Trading Act. It is issued for information purposes only, and does not constitute

or form part of any offer or solicitation to purchase or subscribe for

securities, in the United States or in any other jurisdiction. The securities

mentioned herein have not been, and will not be, registered under the United

States Securities Act of 1933, as amended (the "US Securities Act"). The

securities may not be offered or sold in the United States except pursuant to an

exemption from the registration requirements of the US Securities Act. The

Company does not intend to register any portion of the offering of the

securities in the United States or to conduct a public offering of the

securities in the United States.
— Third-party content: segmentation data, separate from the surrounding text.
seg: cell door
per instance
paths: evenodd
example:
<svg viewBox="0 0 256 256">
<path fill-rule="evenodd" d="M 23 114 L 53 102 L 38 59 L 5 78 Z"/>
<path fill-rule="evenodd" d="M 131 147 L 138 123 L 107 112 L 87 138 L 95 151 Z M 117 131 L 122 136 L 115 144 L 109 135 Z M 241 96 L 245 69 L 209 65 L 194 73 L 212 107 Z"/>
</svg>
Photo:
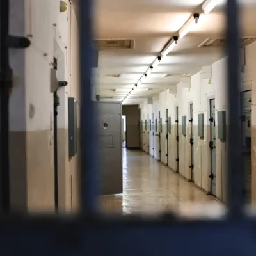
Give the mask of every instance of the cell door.
<svg viewBox="0 0 256 256">
<path fill-rule="evenodd" d="M 177 157 L 176 157 L 176 162 L 177 162 L 177 172 L 179 172 L 179 107 L 176 107 L 176 143 L 177 143 Z"/>
<path fill-rule="evenodd" d="M 166 152 L 166 165 L 168 166 L 169 164 L 169 161 L 168 161 L 168 155 L 169 155 L 169 147 L 168 147 L 168 109 L 166 109 L 166 147 L 165 147 L 165 152 Z"/>
<path fill-rule="evenodd" d="M 211 150 L 211 193 L 216 195 L 216 132 L 215 132 L 215 99 L 210 100 L 210 134 L 211 141 L 209 148 Z"/>
<path fill-rule="evenodd" d="M 246 203 L 251 202 L 251 105 L 252 91 L 241 92 L 242 106 L 242 147 L 244 170 L 243 193 Z"/>
<path fill-rule="evenodd" d="M 159 142 L 158 142 L 158 145 L 159 145 L 159 161 L 161 161 L 161 133 L 162 132 L 162 118 L 161 118 L 161 112 L 159 111 L 158 112 L 158 117 L 159 117 Z"/>
<path fill-rule="evenodd" d="M 150 154 L 150 125 L 151 125 L 151 124 L 150 125 L 150 124 L 149 124 L 149 115 L 148 114 L 148 119 L 147 119 L 147 127 L 148 127 L 148 129 L 147 129 L 147 140 L 148 140 L 148 143 L 147 143 L 147 152 L 148 153 L 148 154 Z"/>
<path fill-rule="evenodd" d="M 152 157 L 155 157 L 155 137 L 154 137 L 154 134 L 155 134 L 155 125 L 156 124 L 154 123 L 154 113 L 152 113 Z"/>
<path fill-rule="evenodd" d="M 100 193 L 122 193 L 122 104 L 119 102 L 95 102 L 98 108 Z"/>
<path fill-rule="evenodd" d="M 191 170 L 191 180 L 194 181 L 194 131 L 193 129 L 193 103 L 190 104 L 190 150 L 191 150 L 191 164 L 189 168 Z"/>
</svg>

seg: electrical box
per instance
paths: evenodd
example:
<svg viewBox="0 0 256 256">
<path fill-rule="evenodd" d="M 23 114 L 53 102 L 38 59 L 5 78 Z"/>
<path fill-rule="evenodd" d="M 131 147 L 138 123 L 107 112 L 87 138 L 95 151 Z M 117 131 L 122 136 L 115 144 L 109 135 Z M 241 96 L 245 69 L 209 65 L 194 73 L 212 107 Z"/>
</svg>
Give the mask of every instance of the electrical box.
<svg viewBox="0 0 256 256">
<path fill-rule="evenodd" d="M 77 153 L 77 101 L 75 98 L 68 98 L 68 151 L 69 157 L 72 157 Z"/>
<path fill-rule="evenodd" d="M 182 116 L 182 135 L 186 135 L 186 125 L 187 125 L 187 116 Z"/>
<path fill-rule="evenodd" d="M 168 133 L 169 133 L 169 134 L 171 134 L 171 127 L 172 127 L 171 118 L 170 118 L 170 116 L 169 116 L 168 121 L 167 121 L 167 131 L 168 131 Z"/>
<path fill-rule="evenodd" d="M 226 141 L 226 111 L 217 112 L 218 138 L 221 141 Z"/>
<path fill-rule="evenodd" d="M 198 115 L 198 137 L 201 139 L 204 138 L 204 113 L 200 113 Z"/>
</svg>

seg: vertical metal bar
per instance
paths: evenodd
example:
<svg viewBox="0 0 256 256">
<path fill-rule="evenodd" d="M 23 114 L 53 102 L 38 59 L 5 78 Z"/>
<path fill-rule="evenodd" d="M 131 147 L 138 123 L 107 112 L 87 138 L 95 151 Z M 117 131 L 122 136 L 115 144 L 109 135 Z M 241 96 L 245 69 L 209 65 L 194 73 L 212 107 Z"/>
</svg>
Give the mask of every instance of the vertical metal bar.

Copies of this announcement are not being made

and may not be distributed or sent into Australia, Canada, Japan or the United

States. The issue, exercise, purchase or sale of subscription rights and the

subscription or purchase of shares in the Company are subject to specific legal

or regulatory restrictions in certain jurisdictions. Neither the Company nor the

Managers assumes any responsibility in the event there is a violation by any

person of such restrictions. The distribution of this release may in certain

jurisdictions be restricted by law. Persons into whose possession this release

comes should inform themselves about and observe any such restrictions. Any

failure to comply with these restrictions may constitute a violation of the

securities laws of any such jurisdiction. The Managers are acting for the

Company and no one else in connection with the Private Placement and will not be

responsible to anyone other than the Company providing the protections afforded

to their respective clients or for providing advice in relation to the Private

Placement and/or any other matter referred to in this release. Forward-looking

statements: This release and any materials distributed in connection with this

release may contain certain forward-looking statements. By their nature, forward

-looking statements involve risk and uncertainty because they reflect the

Company's current expectations and assumptions as to future events and

circumstances that may not prove accurate. A number of material factors could

cause actual results and developments to differ materially from those expressed

or implied by these forward-looking statements.